While two-thirds of Ottoman empire tax revenue was provided by the Balkan peasantry, their tax burden was probably no higher than before the arrival of the Ottomans. And, although Mazower does not explicitly say so, it was presumably lighter than in the rest of Europe. This is because of the larger degree of local autonomy permitted Balkan peasants as opposed to their counterparts elsewhere in Europe. In addition, Mazower refers to, "the bureaucracy's traditional argument for treating the peasants well and keeping an eye on the provincial beys." (A “bey” was a provincial governor.) (Mazower, 18, 19)

While Western economies began to practice commercial banking and private investment and to promote manufacturing growth and trade, the Ottoman empire continued to discourage private investment. In addition, "Ottoman methods of tax farming hindered rather than promoted expansion." (Mazower 18, 19)

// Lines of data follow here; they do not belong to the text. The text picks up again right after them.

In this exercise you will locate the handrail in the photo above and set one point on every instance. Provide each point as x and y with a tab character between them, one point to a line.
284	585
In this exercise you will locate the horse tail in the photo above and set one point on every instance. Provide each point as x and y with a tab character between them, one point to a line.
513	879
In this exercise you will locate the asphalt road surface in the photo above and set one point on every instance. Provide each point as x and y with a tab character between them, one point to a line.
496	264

On the other hand, during the nineteenth century, "the older Ottoman land regime was passing away and being replaced by one in which privately owned estates encroached on former common lands and dispossessed the peasants." These chiflik estates contributed to a decline in the condition of the peasantry, although Mazower is quick to point out that the southeastern European peasantry remained better off than many of their counterparts elsewhere in Europe. (Mazower, 19)

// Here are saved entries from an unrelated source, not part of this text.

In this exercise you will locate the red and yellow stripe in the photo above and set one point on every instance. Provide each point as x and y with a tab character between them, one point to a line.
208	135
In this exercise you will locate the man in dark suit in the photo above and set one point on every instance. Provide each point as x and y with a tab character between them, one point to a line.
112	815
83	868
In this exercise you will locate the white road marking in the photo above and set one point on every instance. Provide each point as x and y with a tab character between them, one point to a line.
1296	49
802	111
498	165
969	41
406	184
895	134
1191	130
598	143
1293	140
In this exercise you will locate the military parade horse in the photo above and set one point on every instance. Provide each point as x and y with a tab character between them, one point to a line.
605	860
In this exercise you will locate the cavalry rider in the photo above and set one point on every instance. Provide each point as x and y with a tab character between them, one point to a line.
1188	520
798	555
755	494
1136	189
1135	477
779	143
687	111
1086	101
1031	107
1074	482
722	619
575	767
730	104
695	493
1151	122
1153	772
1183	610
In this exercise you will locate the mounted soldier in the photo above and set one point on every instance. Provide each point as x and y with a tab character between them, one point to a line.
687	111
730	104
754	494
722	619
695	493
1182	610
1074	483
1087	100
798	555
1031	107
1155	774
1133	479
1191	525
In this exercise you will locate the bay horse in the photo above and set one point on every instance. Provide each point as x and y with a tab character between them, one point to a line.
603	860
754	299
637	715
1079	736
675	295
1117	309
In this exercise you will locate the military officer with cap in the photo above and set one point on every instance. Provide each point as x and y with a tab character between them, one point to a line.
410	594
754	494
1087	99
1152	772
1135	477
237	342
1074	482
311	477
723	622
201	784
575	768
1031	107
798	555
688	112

The consequences of Ottoman rule were greater for that minority of the population that occupied the towns of the Balkan region. Initially, many towns had been devastated by Ottoman conquerors. But the Ottomans considered the rebuilding and repopulating of towns to be of the highest priority. Cities recovered, new towns emerged and urbanization increased with the commencement of Ottoman domination. Coastal trading cities flourished, and the seventeenth century opened with Constantinople the largest city in all of Europe. The Muslim Ottomans so sought the development of towns and cities--the administrative centers of the empire--that they repopulated them via forced resettlements and even the welcoming of Sephardic Jews expelled from elsewhere in Europe. Sephardic communities thus took root in the Balkans. However, during the Ottoman period, cities and towns would primarily be Muslim islands in a sea of Christian Orthodoxy.

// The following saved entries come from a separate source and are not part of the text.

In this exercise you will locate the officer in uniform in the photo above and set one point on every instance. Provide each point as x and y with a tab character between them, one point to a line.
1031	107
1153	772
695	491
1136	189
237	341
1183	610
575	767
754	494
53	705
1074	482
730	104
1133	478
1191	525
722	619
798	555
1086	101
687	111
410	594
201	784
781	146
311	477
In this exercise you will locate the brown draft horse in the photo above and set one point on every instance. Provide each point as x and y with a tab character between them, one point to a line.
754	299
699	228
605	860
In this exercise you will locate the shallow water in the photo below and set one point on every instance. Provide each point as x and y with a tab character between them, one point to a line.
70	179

The identities of Balkan peoples and communities were rooted in religious beliefs and affiliations during the Ottoman period, and the Ottoman administrative apparatus was composed of religious institutions or staffed by religious figures. But the Ottomans did not compel the conversion of Balkan Christians to Islam, as this would have contradicted Islamic insistence upon the sincerity of those who sought conversion. In addition, Christians were taxed more heavily than Muslims, providing an economic incentive for the empire to tolerate the infidelity of the Balkan population. Separate courts existed for different religious communities. Tax collection might be the responsibility of religious figures. “Separate but parallel religious institutions were fundamental to the Ottoman governing machine.” Mazower regularly contrasts the relative tolerance of the Ottomans for non-Muslims with the militant intolerance of infidels practiced by Christian Europe. But of course religious equality did not reign in the Balkans either, where non-Muslims were relegated to second-class status. (Mazower, 48, 54)

While the Balkans were overwhelmingly Christian Orthodox prior to the arrival of the Ottomans and remained so through the Ottoman period, the ascendancy of the Ottomans created incentives for the ambitious to seek conversion. And of course during the Ottoman period itself, conversion was a virtual prerequisite for those who aspired to positions of power or status. In addition, during the Ottoman period, whole villages might convert to Islam, presumably to escape second-class citizenship or heavier tax burdens. Such occurrences highlight the pragmatism, or malleability, of early modern Balkan peoples’ religious affiliations and beliefs. Mazower describes a peasantry, and even often a priesthood, absorbing various beliefs and practices of separate faiths into a contradictory and convoluted spiritual world.